OVMS3/OVMS.V3/components/ovms_script/umm/README.md

590 lines
24 KiB
Markdown

# umm_malloc - Memory Manager For Small(ish) Microprocessors
This is a memory management library specifically designed to work with the
ARM7 embedded processor, but it should work on many other 32 bit processors,
as well as 16 and 8 bit devices.
You can even use it on a bigger project where a single process might want
to manage a large number of smaller objects, and using the system heap
might get expensive.
## Acknowledgements
Joerg Wunsch and the avr-libc provided the first `malloc()` implementation
that I examined in detail.
`http://www.nongnu.org/avr-libc`
Doug Lea's paper on malloc() was another excellent reference and provides
a lot of detail on advanced memory management techniques such as binning.
`http://gee.cs.oswego.edu/dl/html/malloc.html`
Bill Dittman provided excellent suggestions, including macros to support
using these functions in critical sections, and for optimizing `realloc()`
further by checking to see if the previous block was free and could be
used for the new block size. This can help to reduce heap fragmentation
significantly.
Yaniv Ankin suggested that a way to dump the current heap condition
might be useful. I combined this with an idea from plarroy to also
allow checking a free pointer to make sure it's valid.
Dimitry Frank contributed many helpful additions to make things more
robust including a user specified config file and a method of testing
the integrity of the data structures.
GitHub user @devyte provided useful feedback on the nesting of functions
as well as a fix for the problem that separates out the core free and
malloc functionality.
GitHub users @d-a-v and @devyte provided great input on establishing
a heap fragmentation metric which they graciously allowed to be used
in umm_malloc.
## Usage
This library is designed to be included in your application as a
submodule that has default configuration that can be overridden
as needed by your application code.
The `umm_malloc` library can be initialized two ways. The first is
at link time:
- Set `UMM_MALLOC_CFG_HEAP_ADDR` to the symbol representing
the starting address of the heap. The heap must be
aligned on the natural boundary size of the processor.
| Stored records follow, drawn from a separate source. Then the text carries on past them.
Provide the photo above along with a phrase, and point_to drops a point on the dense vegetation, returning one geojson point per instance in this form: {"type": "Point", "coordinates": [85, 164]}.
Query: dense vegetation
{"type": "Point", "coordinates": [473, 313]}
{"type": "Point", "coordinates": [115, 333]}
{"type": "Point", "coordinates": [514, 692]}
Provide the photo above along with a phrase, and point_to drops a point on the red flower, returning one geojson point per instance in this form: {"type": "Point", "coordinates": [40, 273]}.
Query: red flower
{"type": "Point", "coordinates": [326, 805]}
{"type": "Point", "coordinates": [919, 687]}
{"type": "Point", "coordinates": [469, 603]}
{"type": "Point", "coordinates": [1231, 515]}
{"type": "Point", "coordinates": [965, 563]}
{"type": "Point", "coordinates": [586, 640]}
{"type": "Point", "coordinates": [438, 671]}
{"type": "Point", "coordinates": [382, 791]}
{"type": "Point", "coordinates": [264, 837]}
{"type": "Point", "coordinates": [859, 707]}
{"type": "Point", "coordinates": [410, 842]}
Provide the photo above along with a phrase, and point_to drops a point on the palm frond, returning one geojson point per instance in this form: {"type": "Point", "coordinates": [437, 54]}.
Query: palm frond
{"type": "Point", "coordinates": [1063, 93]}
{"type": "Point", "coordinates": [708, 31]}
- Set `UMM_MALLOC_CFG_HEAP_SIZE` to the size of the heap in bytes.
The heap size must be a multiple of the natural boundary size of
the processor.
This is how the `umm_init()` call handles initializing the heap.
We can also call `umm_init_heap(void *pheap, size_t size)` where the
heap details are passed in manually. This is useful in systems where
you can allocate a block of memory at run time - for example in Rust.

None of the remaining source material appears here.